The Court accepted the Charterers’ submissions, and held that the “subjects” provision which was positioned at the very beginning of the recap qualified everything that followed, including the arbitration clause itself. The commercial purpose of the provision was “obvious“: the Charterers did not wish to make a binding contract “unless and until both shipper and receiver have approved the vessel which the charterer is proposing to use“. This was, in fact, a “well-recognised practice in the chartering market“.

Therefore, as the receiver/shipper approval had not been obtained, and the Charterers did not communicate to the Owners that the “subjects” provision had been lifted, the contract remained a non-binding putative contract from which the Charterers were free to withdraw.

The Court also concluded that the “subjects” provision precluded the arbitration agreement from coming into existence in its own right for the following reasons:

  • The effect of the “subjects” clause was to negate the Charterers’ intention to enter into any contract at all, including any contractual commitment to arbitration, unless and until the “subjects” were “lifted.
  • This conclusion was reinforced by the positioning of the “subjects” provision in bold at the start of the recap, before any other clause. The natural interpretation of this was that the “subjects” clause would qualify everything that followed, including the arbitration clause.
  • While the separability doctrine under s7 of the Act was important, relying on the Supreme Court’s decision in Enka Insaat Ve Sanayi AS v OOO Insurance Company Chubb [2020] UKSC 38 (see our post on this decision here), the Court held that an arbitration agreement was not a “mini-agreement which is in some way divorced from the ‘main’ agreement which the parties were negotiating“. Instead, an arbitration clause was part of the bundle of rights and obligations under negotiation, all of which were subject to the “subjects” provision here.
  • The fact that the recap and the arbitration agreement were contained in the same document reinforced the conclusion that in this case they would stand and fall together.
  • The Court followed the decision in The Leonidas [2020] EWHC 1986 (Comm) and held that a “subjects” clause of this nature created a pre-condition to the conclusion of the contract as a whole.

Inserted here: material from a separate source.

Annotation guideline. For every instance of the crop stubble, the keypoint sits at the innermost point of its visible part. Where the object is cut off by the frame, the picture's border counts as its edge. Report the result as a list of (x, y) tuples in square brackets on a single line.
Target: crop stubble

Therefore, since the “subjects” condition precedent had not been met – i.e. the Charterers had not “lifted their subjects” – there was no binding contract, and no operative arbitration agreement. In addition, contrary to the arbitrator’s findings, the Court held that the “subjects” condition at the start of the recap was unqualified, and that as a matter of interpretation, there was nothing to suggest that the Charterers’ approval was constrained by a requirement of reasonableness under Clause 20.1.1.

As the parties had not entered into contractual relations of any kind, including a contract to arbitrate, the Award was set aside under s67 for lack of substantive jurisdiction.

Given its findings on s67, the Court did not need to consider the s69 application. The Court, however, remarked that, if it did have to do so, it would have granted permission to appeal, and set aside the Award under s69 given that the Award contained an error of law as to the construction of the “subjects” clause which was decisive to the award of substantial damages to the Owners.

Conclusion

This judgment is a rare example of a successful challenge to an award in the English courts under s67 of the Act.

The judgment also provides helpful guidance for the shipping industry by providing an analysis of “subjects” clauses commonly found in the charterparty context. Importantly, the decision confirms that the effect of a “subjects” clause is that no binding enforceable contract comes into existence until the said “subjects” are fulfilled or lifted.

This decision could potentially have an impact beyond the shipping sector as well: where conditions precedent to a contract have not been satisfied, the main contract and the agreement to arbitrate could both fall away completely – depending, of course, on the drafting. Accordingly, parties including conditions precedent in their contracts should consider whether they would like the arbitration clause to be binding even if the conditions precedent are not satisfied. If they do, they would be well advised to make this clear in the drafting.